Example 9 and Comparative Example E

The benefits of compositions of the invention in improving engine and particularly piston cleanliness, and in combatting corrosion caused by acids formed in engine operation, are demonstrated in the following comparison in which engine conditions are simulated in bench tests in which similar compositions containing overbased sodium and magnesium additives are compared.

Two fully formulated SAE 15W-40 multigrade oils are compared. The oils are blended in the same base oils (61 mass % Exxon ESN150 and15mass % Exxon ESN600) using identical viscosity modifiers (8 mass % PARATONE 8452 available from Exxon Chemical Limited), and 16 mass % of generally similar detergent inhibitor packages containing ashless dispersant, ash-containing detergent, antioxidant, anti- wear additive, demulsifier, friction modifier, and anti-foam additive. The ashless dispersant in both examples is the product prepared from an ethylene-butene copolymer (Mn = 3250, ethylene content = 46%, terminal vinylidene = 66%) functionalised by a carbonyl group introduced by the Koch reaction, and subsequently aminated and then borated, described hereinbefore as EBCO/PAM. The overbased detergent component used in the formulation of Example 9 is the 407 TBN sodium sulfonate/carboxylate additive, referred to hereinbefore as "Na 1". By way of comparison Comparative Example E replaces Na 1 by the 406 TBN magnesium sulphonate additive, described hereinbefore as "Mg".

Acid Neutralisation Test

The acid neutralisation test is carried out by placing a 20g sample of the oil under test in a stirred 50ml reaction flask closed to the atmosphere. This flask is held in an oil bath at 60°C and connected to a pressure transducer. The system is allowed to come to equilibrium, then 0.7ml 5M sulphuric acid is added and the pressure of carbon dioxide released by the acid treat is plotted against time. The results are expressed in Table 4 as the time to reach a carbon dioxide pressure of 1 , 1.5 and 2 psi (6.9, 10.3 and 13.8kPa). The more efficient the overbased additive is to neutralise acid build up, the shorter the time to reach a particular carbon dioxide pressure.

Panel Coker Test

The test was carried out usinga panel coking tester of the type available from Yoshida Kagaku Kikai Co. of Osaka, Japan as model PK-S, which corresponds to that described in Federal Test Method Standard No. 791 B. It was operated using a slightly modified procedure described below. The apparatus operates by splashing the test oil onto the underside of a heated test panel, which is sloped so that the oil either forms deposits on the panel or drains off into a sump from which it is recycled. The test panels are of aluminium alloy milled to a tolerance of 0.8μ which are prepared by washing first in acetone then in heptane, followed by drying at 60°C, before being placed in the apparatus.

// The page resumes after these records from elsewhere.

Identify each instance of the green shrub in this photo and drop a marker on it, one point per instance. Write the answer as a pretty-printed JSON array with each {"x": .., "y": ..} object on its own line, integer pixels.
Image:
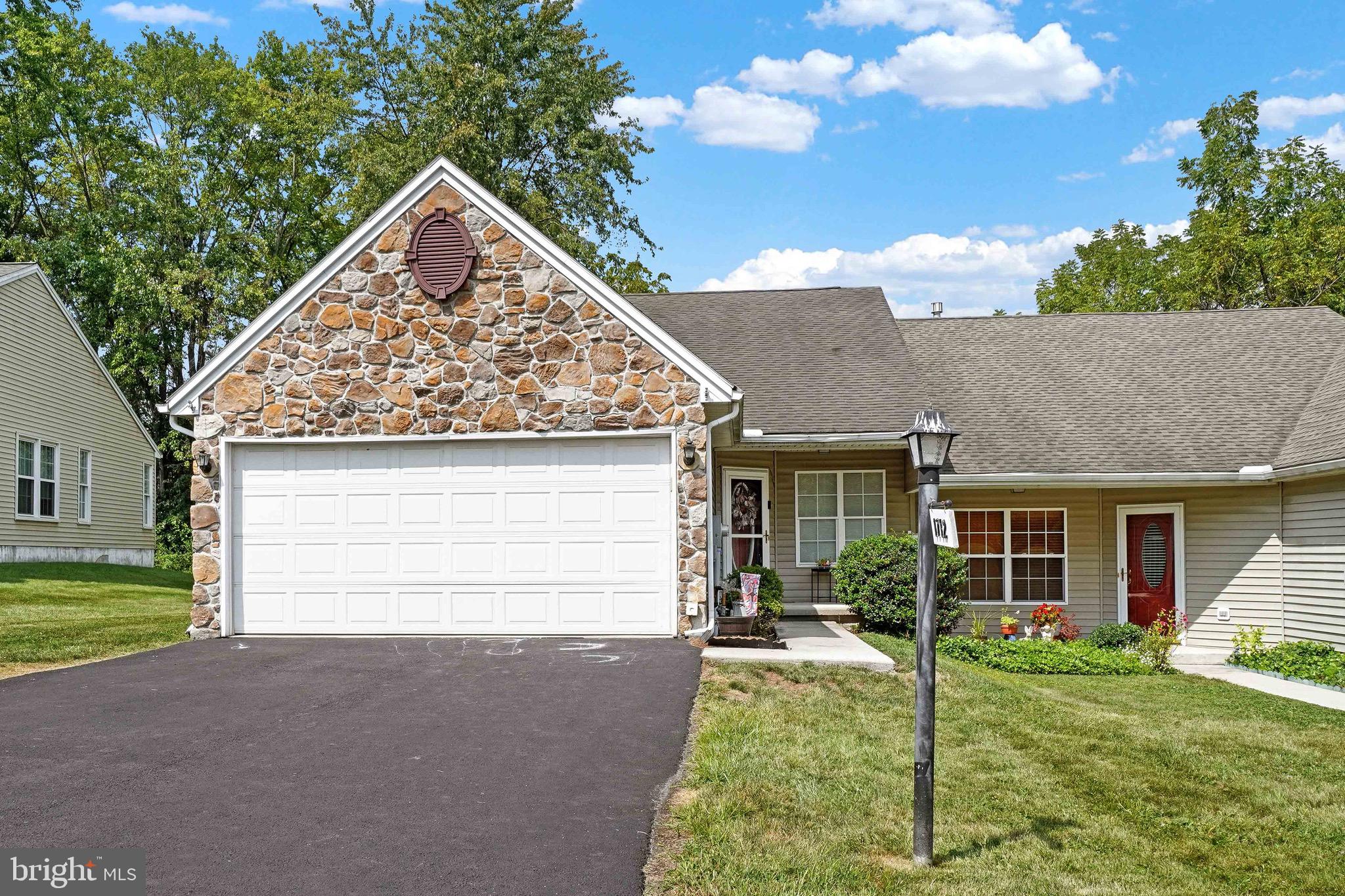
[
  {"x": 1309, "y": 660},
  {"x": 877, "y": 578},
  {"x": 1115, "y": 636},
  {"x": 173, "y": 543},
  {"x": 1044, "y": 657},
  {"x": 770, "y": 597}
]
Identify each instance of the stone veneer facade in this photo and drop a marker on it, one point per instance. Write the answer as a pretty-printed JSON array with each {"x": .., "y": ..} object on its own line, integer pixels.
[{"x": 519, "y": 347}]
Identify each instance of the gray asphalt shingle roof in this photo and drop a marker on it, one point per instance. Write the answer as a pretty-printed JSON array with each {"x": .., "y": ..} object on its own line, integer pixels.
[
  {"x": 807, "y": 360},
  {"x": 1196, "y": 391}
]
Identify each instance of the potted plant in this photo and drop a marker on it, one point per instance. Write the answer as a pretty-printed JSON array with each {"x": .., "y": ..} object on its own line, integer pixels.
[
  {"x": 731, "y": 621},
  {"x": 1046, "y": 618}
]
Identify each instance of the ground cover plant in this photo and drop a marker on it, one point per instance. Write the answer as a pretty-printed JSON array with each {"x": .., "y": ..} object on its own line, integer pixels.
[
  {"x": 58, "y": 614},
  {"x": 798, "y": 784},
  {"x": 1044, "y": 657}
]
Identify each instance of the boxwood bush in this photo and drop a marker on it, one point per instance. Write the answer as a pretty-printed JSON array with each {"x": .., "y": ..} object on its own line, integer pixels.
[
  {"x": 770, "y": 597},
  {"x": 877, "y": 578},
  {"x": 1115, "y": 636},
  {"x": 1044, "y": 657},
  {"x": 1309, "y": 660}
]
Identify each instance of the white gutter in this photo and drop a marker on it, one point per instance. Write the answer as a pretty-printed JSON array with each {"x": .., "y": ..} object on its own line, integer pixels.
[
  {"x": 708, "y": 630},
  {"x": 1247, "y": 475},
  {"x": 758, "y": 437},
  {"x": 174, "y": 423}
]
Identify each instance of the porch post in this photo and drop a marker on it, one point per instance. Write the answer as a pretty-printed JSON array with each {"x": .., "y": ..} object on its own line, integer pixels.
[{"x": 927, "y": 492}]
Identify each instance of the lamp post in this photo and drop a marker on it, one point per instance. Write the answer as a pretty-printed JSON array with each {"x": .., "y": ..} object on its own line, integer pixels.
[{"x": 929, "y": 441}]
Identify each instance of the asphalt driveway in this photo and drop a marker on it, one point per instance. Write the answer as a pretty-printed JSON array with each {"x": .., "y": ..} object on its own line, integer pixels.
[{"x": 387, "y": 766}]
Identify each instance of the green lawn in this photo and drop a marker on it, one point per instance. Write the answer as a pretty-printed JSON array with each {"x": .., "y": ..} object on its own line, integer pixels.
[
  {"x": 58, "y": 614},
  {"x": 799, "y": 782}
]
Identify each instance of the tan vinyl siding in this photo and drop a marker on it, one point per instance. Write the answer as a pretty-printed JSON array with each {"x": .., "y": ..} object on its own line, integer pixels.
[
  {"x": 1314, "y": 561},
  {"x": 782, "y": 467},
  {"x": 1084, "y": 594},
  {"x": 1231, "y": 539},
  {"x": 1232, "y": 555},
  {"x": 53, "y": 390}
]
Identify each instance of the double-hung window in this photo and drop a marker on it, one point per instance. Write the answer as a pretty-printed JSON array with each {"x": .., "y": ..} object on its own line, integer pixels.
[
  {"x": 147, "y": 496},
  {"x": 37, "y": 494},
  {"x": 835, "y": 508},
  {"x": 85, "y": 485},
  {"x": 1013, "y": 555}
]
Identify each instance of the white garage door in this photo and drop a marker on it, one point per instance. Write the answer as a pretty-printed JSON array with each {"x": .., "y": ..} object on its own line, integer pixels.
[{"x": 509, "y": 536}]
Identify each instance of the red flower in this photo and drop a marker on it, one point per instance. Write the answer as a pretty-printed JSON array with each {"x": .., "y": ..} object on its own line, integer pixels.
[{"x": 1047, "y": 614}]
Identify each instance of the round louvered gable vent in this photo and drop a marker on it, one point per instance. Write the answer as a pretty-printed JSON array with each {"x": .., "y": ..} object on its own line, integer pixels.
[{"x": 440, "y": 254}]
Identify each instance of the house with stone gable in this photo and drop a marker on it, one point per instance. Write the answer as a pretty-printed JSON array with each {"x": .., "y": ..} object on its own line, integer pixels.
[
  {"x": 450, "y": 426},
  {"x": 77, "y": 467}
]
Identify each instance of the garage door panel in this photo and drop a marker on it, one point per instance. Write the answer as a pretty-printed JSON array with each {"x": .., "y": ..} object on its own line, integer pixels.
[{"x": 553, "y": 536}]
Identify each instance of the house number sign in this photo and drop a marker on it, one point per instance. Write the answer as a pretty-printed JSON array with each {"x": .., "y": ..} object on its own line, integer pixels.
[{"x": 944, "y": 527}]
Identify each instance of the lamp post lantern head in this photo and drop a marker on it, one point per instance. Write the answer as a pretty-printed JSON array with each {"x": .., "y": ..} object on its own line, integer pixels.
[{"x": 930, "y": 440}]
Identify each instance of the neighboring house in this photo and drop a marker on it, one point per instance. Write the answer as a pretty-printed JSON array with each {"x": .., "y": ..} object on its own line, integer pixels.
[
  {"x": 77, "y": 468},
  {"x": 450, "y": 426}
]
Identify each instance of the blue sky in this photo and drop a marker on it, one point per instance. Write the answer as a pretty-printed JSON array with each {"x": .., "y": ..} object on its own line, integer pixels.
[{"x": 943, "y": 150}]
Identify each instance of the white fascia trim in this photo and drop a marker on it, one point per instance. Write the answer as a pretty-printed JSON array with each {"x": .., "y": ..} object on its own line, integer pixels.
[
  {"x": 716, "y": 387},
  {"x": 751, "y": 437},
  {"x": 1248, "y": 475},
  {"x": 93, "y": 354}
]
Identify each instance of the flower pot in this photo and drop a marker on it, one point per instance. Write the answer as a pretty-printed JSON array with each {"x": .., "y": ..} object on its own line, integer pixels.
[{"x": 734, "y": 625}]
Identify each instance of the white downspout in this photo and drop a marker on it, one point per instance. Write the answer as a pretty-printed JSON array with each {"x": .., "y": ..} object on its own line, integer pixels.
[{"x": 708, "y": 629}]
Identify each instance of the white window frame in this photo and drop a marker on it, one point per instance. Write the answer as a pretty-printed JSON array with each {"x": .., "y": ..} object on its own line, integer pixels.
[
  {"x": 84, "y": 499},
  {"x": 839, "y": 517},
  {"x": 37, "y": 516},
  {"x": 147, "y": 496},
  {"x": 1009, "y": 555}
]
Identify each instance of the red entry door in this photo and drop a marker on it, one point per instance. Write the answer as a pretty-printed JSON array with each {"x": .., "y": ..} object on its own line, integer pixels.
[{"x": 1151, "y": 566}]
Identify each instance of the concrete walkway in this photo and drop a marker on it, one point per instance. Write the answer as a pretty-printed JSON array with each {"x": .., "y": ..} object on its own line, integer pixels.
[
  {"x": 1211, "y": 666},
  {"x": 810, "y": 641}
]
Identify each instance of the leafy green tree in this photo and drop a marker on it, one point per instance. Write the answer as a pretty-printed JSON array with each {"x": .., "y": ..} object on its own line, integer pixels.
[
  {"x": 518, "y": 97},
  {"x": 1268, "y": 230}
]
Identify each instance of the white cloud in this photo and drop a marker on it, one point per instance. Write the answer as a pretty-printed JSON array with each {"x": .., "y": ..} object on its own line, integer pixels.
[
  {"x": 649, "y": 112},
  {"x": 868, "y": 124},
  {"x": 970, "y": 276},
  {"x": 1176, "y": 228},
  {"x": 1306, "y": 74},
  {"x": 1015, "y": 232},
  {"x": 169, "y": 14},
  {"x": 996, "y": 69},
  {"x": 721, "y": 116},
  {"x": 971, "y": 16},
  {"x": 1333, "y": 141},
  {"x": 1174, "y": 131},
  {"x": 1155, "y": 148},
  {"x": 1147, "y": 152},
  {"x": 818, "y": 73},
  {"x": 1285, "y": 112}
]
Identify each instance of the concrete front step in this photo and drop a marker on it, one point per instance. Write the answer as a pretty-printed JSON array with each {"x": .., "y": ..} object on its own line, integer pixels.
[
  {"x": 810, "y": 641},
  {"x": 829, "y": 612}
]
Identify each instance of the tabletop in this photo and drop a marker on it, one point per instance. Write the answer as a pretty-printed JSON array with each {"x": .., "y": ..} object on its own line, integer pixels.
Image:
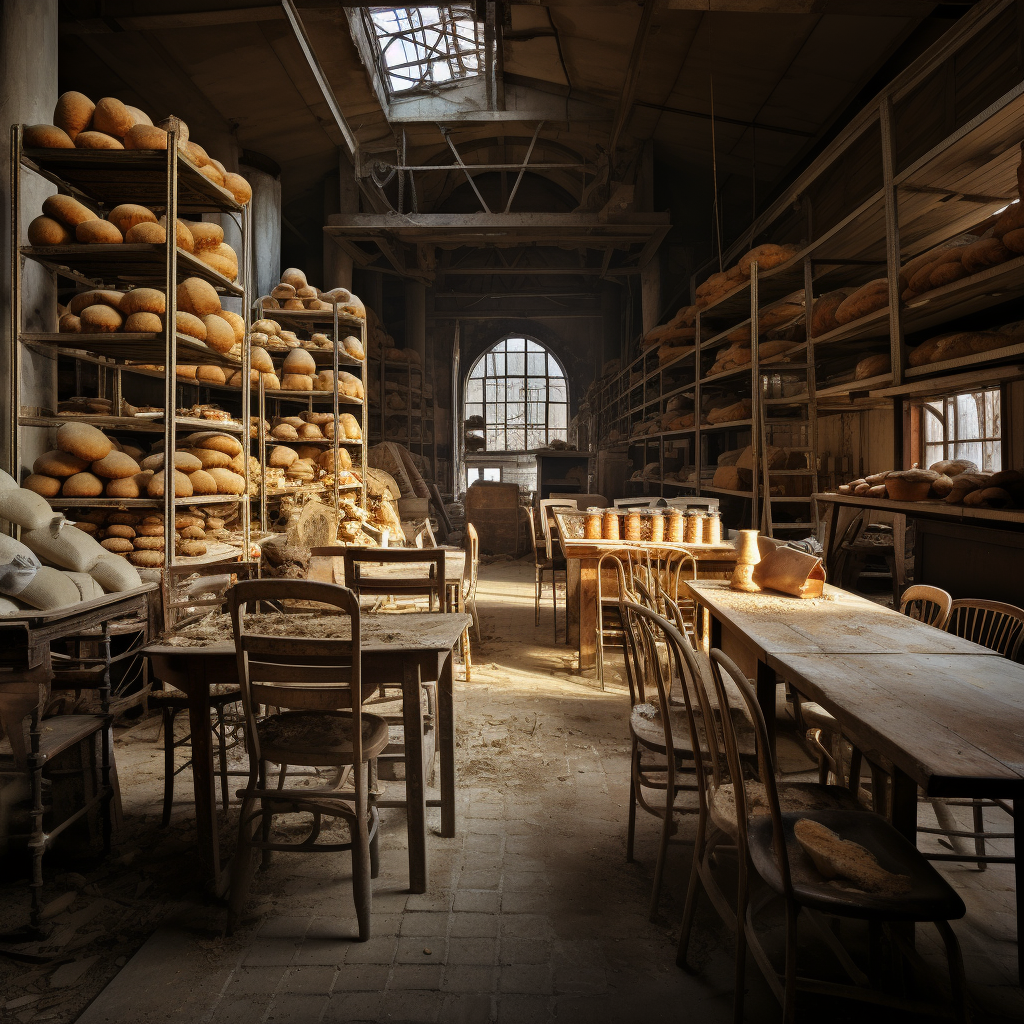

225g of test oil is placed in the sump of the tester which is then set to operate for cycles of 15s on/45s off for 1 hour, at a sump temperature of 100°C and at panel temperatures of 280°C and 320°C. At the end of each test the panel is cooled, washed in heptane and dried. The panels are visually rated to give an indication of the type and density of deposits which are recorded as "merits" (the higher the better). The performance at the two panel temperatures is a measure of the tendency to form piston deposits on the lower (cooler) and upper (hotter) parts of a piston during lubrication of an engine.

The results of the tests on the two test oils is set out in Table 4 below:

Table 4

The results demonstrate the benefits of the invention in improved engine cleanliness and corrosion reduction.